Recent advancements have facilitated the development of inexpensive, deployable equipment and technology capable of detecting and characterizing pathogens at the genetic level, providing invaluable information to scientists and policymakers in the fields of animal and public health. McDowell’s current research involves developing novel assays and methods for the detection, characterization, and surveillance of high-consequence emerging animal and zoonotic diseases using genetic sequencing and bioinformatics, with a focus on portable sequencing technologies for use in laboratory and field settings.

Victoria Ayers is a doctoral candidate in diagnostic medicine/pathobiology and a fellow in the Department of Homeland Security-funded Transboundary Animal Disease Fellowship program. She received her bachelor’s degree in animal science with the pre-veterinary option from Kansas State University.

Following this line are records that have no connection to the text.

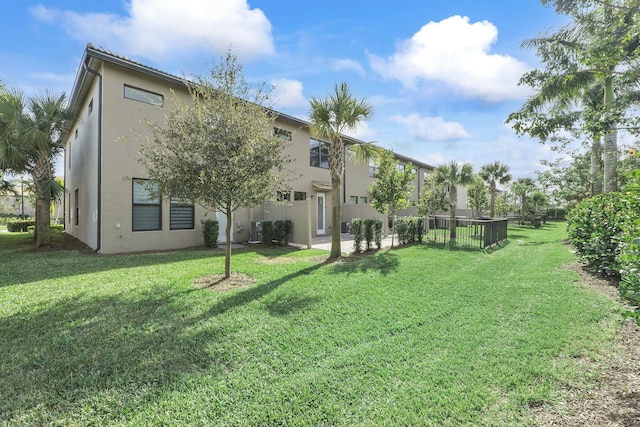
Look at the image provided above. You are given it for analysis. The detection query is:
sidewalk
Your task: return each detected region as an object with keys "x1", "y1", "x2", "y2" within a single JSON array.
[{"x1": 290, "y1": 233, "x2": 395, "y2": 255}]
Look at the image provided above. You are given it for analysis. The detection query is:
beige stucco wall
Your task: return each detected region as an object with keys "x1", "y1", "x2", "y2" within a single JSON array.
[
  {"x1": 64, "y1": 53, "x2": 453, "y2": 254},
  {"x1": 65, "y1": 74, "x2": 100, "y2": 249}
]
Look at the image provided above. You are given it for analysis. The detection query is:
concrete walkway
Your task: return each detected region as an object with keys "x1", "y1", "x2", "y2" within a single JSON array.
[{"x1": 290, "y1": 233, "x2": 396, "y2": 255}]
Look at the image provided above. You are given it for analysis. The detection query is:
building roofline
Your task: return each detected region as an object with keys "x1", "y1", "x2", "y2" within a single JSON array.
[{"x1": 68, "y1": 43, "x2": 435, "y2": 170}]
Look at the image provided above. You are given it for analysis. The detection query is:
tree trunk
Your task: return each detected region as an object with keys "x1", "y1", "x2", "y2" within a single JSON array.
[
  {"x1": 33, "y1": 155, "x2": 52, "y2": 247},
  {"x1": 449, "y1": 186, "x2": 457, "y2": 239},
  {"x1": 330, "y1": 180, "x2": 342, "y2": 258},
  {"x1": 603, "y1": 77, "x2": 618, "y2": 193},
  {"x1": 224, "y1": 208, "x2": 232, "y2": 278},
  {"x1": 390, "y1": 213, "x2": 395, "y2": 247},
  {"x1": 489, "y1": 184, "x2": 496, "y2": 218},
  {"x1": 591, "y1": 135, "x2": 603, "y2": 196}
]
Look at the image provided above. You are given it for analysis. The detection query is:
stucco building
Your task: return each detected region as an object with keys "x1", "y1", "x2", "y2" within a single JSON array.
[{"x1": 64, "y1": 44, "x2": 466, "y2": 254}]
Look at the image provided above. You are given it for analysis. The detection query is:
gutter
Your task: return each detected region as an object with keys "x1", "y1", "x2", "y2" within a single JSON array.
[{"x1": 83, "y1": 59, "x2": 103, "y2": 253}]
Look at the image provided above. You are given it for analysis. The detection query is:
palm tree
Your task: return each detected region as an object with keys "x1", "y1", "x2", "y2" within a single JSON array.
[
  {"x1": 308, "y1": 82, "x2": 374, "y2": 258},
  {"x1": 479, "y1": 161, "x2": 512, "y2": 218},
  {"x1": 510, "y1": 2, "x2": 640, "y2": 194},
  {"x1": 0, "y1": 89, "x2": 75, "y2": 246},
  {"x1": 433, "y1": 161, "x2": 474, "y2": 239}
]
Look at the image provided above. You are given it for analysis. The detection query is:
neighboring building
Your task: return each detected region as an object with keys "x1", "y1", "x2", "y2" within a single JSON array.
[{"x1": 64, "y1": 44, "x2": 464, "y2": 254}]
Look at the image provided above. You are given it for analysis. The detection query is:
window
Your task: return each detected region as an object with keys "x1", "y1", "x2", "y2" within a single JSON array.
[
  {"x1": 88, "y1": 98, "x2": 93, "y2": 116},
  {"x1": 294, "y1": 191, "x2": 306, "y2": 201},
  {"x1": 274, "y1": 127, "x2": 292, "y2": 141},
  {"x1": 369, "y1": 158, "x2": 378, "y2": 178},
  {"x1": 310, "y1": 139, "x2": 329, "y2": 169},
  {"x1": 132, "y1": 179, "x2": 161, "y2": 231},
  {"x1": 359, "y1": 196, "x2": 367, "y2": 205},
  {"x1": 349, "y1": 196, "x2": 358, "y2": 204},
  {"x1": 277, "y1": 191, "x2": 290, "y2": 201},
  {"x1": 74, "y1": 189, "x2": 79, "y2": 226},
  {"x1": 170, "y1": 198, "x2": 194, "y2": 230},
  {"x1": 124, "y1": 85, "x2": 164, "y2": 107},
  {"x1": 68, "y1": 141, "x2": 71, "y2": 170},
  {"x1": 397, "y1": 164, "x2": 406, "y2": 172},
  {"x1": 74, "y1": 129, "x2": 78, "y2": 139}
]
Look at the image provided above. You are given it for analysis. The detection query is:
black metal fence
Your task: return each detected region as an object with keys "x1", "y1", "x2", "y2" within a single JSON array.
[{"x1": 425, "y1": 216, "x2": 509, "y2": 249}]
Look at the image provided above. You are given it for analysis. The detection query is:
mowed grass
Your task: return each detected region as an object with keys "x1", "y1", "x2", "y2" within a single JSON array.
[{"x1": 0, "y1": 223, "x2": 622, "y2": 426}]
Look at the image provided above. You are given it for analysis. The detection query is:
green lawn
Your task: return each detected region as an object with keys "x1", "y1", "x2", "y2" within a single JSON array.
[{"x1": 0, "y1": 223, "x2": 622, "y2": 426}]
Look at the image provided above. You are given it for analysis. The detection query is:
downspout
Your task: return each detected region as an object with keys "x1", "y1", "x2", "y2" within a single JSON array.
[
  {"x1": 83, "y1": 60, "x2": 103, "y2": 252},
  {"x1": 343, "y1": 144, "x2": 347, "y2": 204}
]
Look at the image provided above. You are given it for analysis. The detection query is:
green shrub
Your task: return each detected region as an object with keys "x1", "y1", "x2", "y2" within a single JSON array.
[
  {"x1": 272, "y1": 220, "x2": 292, "y2": 246},
  {"x1": 363, "y1": 219, "x2": 375, "y2": 251},
  {"x1": 618, "y1": 171, "x2": 640, "y2": 321},
  {"x1": 7, "y1": 219, "x2": 35, "y2": 232},
  {"x1": 351, "y1": 218, "x2": 363, "y2": 253},
  {"x1": 373, "y1": 219, "x2": 383, "y2": 249},
  {"x1": 283, "y1": 220, "x2": 292, "y2": 245},
  {"x1": 395, "y1": 217, "x2": 408, "y2": 245},
  {"x1": 567, "y1": 193, "x2": 628, "y2": 277},
  {"x1": 261, "y1": 221, "x2": 273, "y2": 245},
  {"x1": 395, "y1": 217, "x2": 423, "y2": 245},
  {"x1": 201, "y1": 219, "x2": 219, "y2": 248}
]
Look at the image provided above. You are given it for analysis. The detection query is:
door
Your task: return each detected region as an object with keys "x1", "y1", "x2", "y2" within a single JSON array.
[
  {"x1": 216, "y1": 211, "x2": 230, "y2": 243},
  {"x1": 317, "y1": 193, "x2": 326, "y2": 235}
]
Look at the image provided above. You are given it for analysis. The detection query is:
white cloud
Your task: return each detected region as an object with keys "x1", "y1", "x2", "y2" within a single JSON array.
[
  {"x1": 270, "y1": 79, "x2": 307, "y2": 110},
  {"x1": 30, "y1": 0, "x2": 274, "y2": 60},
  {"x1": 368, "y1": 15, "x2": 530, "y2": 102},
  {"x1": 332, "y1": 59, "x2": 365, "y2": 76},
  {"x1": 391, "y1": 113, "x2": 469, "y2": 141},
  {"x1": 344, "y1": 122, "x2": 376, "y2": 141}
]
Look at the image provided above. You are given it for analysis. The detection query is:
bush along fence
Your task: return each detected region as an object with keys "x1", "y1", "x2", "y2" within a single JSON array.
[
  {"x1": 260, "y1": 220, "x2": 292, "y2": 246},
  {"x1": 425, "y1": 217, "x2": 508, "y2": 250},
  {"x1": 394, "y1": 217, "x2": 424, "y2": 245},
  {"x1": 351, "y1": 218, "x2": 383, "y2": 253}
]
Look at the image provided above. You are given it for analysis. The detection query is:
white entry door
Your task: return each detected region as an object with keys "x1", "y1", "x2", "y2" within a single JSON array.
[{"x1": 317, "y1": 193, "x2": 326, "y2": 235}]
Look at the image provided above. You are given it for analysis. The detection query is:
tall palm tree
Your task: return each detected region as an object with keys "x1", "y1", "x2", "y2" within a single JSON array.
[
  {"x1": 308, "y1": 82, "x2": 374, "y2": 258},
  {"x1": 0, "y1": 89, "x2": 74, "y2": 246},
  {"x1": 434, "y1": 161, "x2": 474, "y2": 239},
  {"x1": 509, "y1": 1, "x2": 640, "y2": 194},
  {"x1": 479, "y1": 161, "x2": 512, "y2": 218}
]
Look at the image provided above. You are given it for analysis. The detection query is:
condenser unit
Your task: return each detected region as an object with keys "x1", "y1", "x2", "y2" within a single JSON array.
[{"x1": 249, "y1": 221, "x2": 261, "y2": 243}]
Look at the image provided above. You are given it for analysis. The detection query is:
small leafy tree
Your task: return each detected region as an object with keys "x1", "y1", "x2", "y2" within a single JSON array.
[
  {"x1": 369, "y1": 149, "x2": 416, "y2": 247},
  {"x1": 417, "y1": 172, "x2": 448, "y2": 232},
  {"x1": 466, "y1": 176, "x2": 489, "y2": 218},
  {"x1": 140, "y1": 51, "x2": 291, "y2": 278},
  {"x1": 510, "y1": 178, "x2": 537, "y2": 225}
]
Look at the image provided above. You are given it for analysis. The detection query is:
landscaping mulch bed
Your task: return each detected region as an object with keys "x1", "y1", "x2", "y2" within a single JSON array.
[{"x1": 534, "y1": 262, "x2": 640, "y2": 427}]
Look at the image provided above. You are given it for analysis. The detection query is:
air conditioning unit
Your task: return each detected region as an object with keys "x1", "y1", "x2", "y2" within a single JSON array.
[{"x1": 249, "y1": 221, "x2": 261, "y2": 243}]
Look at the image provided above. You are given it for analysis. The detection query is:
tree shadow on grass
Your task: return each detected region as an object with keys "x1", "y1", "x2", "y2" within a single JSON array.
[
  {"x1": 329, "y1": 251, "x2": 399, "y2": 276},
  {"x1": 0, "y1": 289, "x2": 232, "y2": 425},
  {"x1": 201, "y1": 258, "x2": 331, "y2": 317}
]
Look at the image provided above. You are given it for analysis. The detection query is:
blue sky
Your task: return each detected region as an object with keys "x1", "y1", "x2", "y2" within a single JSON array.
[{"x1": 2, "y1": 0, "x2": 576, "y2": 179}]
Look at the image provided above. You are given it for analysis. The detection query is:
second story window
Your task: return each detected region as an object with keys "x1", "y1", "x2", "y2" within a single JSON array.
[
  {"x1": 274, "y1": 127, "x2": 292, "y2": 141},
  {"x1": 310, "y1": 138, "x2": 329, "y2": 169},
  {"x1": 124, "y1": 85, "x2": 164, "y2": 107},
  {"x1": 369, "y1": 158, "x2": 378, "y2": 178}
]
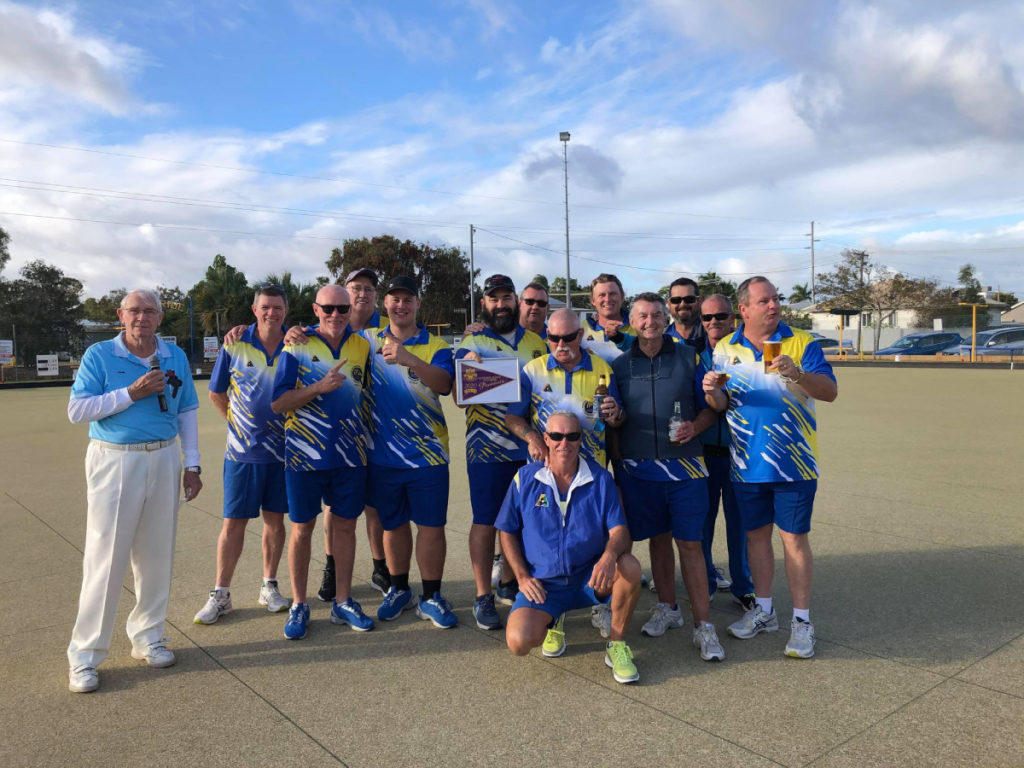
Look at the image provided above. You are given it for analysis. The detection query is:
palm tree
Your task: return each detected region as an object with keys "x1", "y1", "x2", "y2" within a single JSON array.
[
  {"x1": 192, "y1": 254, "x2": 250, "y2": 336},
  {"x1": 788, "y1": 283, "x2": 812, "y2": 303},
  {"x1": 261, "y1": 272, "x2": 318, "y2": 324}
]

Ayers has conducted research in high-biocontainment laboratories including research projects on Cache Valley virus (CVV), Schmallenberg virus (SBV), Japanese Encephalitis virus, and Zika virus in biosafety level (BSL)-3, arthropod containment level 3, and BSL-3Ag laboratories. In 2017, she also received simulated BSL-4 training at Boston University’s National Emerging and Infectious Disease Laboratories.

Victoria’s dissertation is titled, “Characterization of Emerging and Re-emerging Bunyaviruses in Arthropod and Vertebrate Hosts.” Her dissertation research focuses on the characterization of emerging bunyaviruses and the development of a vaccine platform for all existing bunyaviruses that affect ruminants using reverse genetics. This project provides a multidimensional platform for research experience by including vector competence, immunogenicity, and protection challenge studies of emerging bunyaviruses.

Christian Cook is a doctoral student in diagnostic medicine/pathobiology. She received her bachelor’s degree in animal science with an emphasis in animal biotechnology from Oklahoma State University and a master’s degree in animal science—physiology of reproduction from Texas A&M University.

As a Department of Homeland Security Transboundary Animal Disease Fellowship awardee, she has accumulated more than 600 hours of research in the biosafety level 3 (BSL-3) and arthropod-containment level 3 laboratories at the Biosecurity Research Institute. She works with infectious agents including Japanese encephalitis, Schmallenberg, Usutu, and Cache Valley viruses. As a TAD Fellow, she completed BSL-4 simulator training at the National Emerging Infectious Diseases Laboratories at Boston University in July 2018.

Cook’s PhD dissertation project will investigate the disease pathogenesis and evolution process of Japanese encephalitis virus (JEV) in swine amplification hosts. This will enable her to quantify the selective pressure for JEV in infected animals and characterize variants among modes of transmission. Completion of the study will determine the role of swine species in the evolution of JEV and determine its contribution in the establishment of transmission cycles outside endemic regions. In addition to her dissertation project, she will enhance her current experience in high-containment research by participating in collaborative projects within the Vanlandingham laboratory.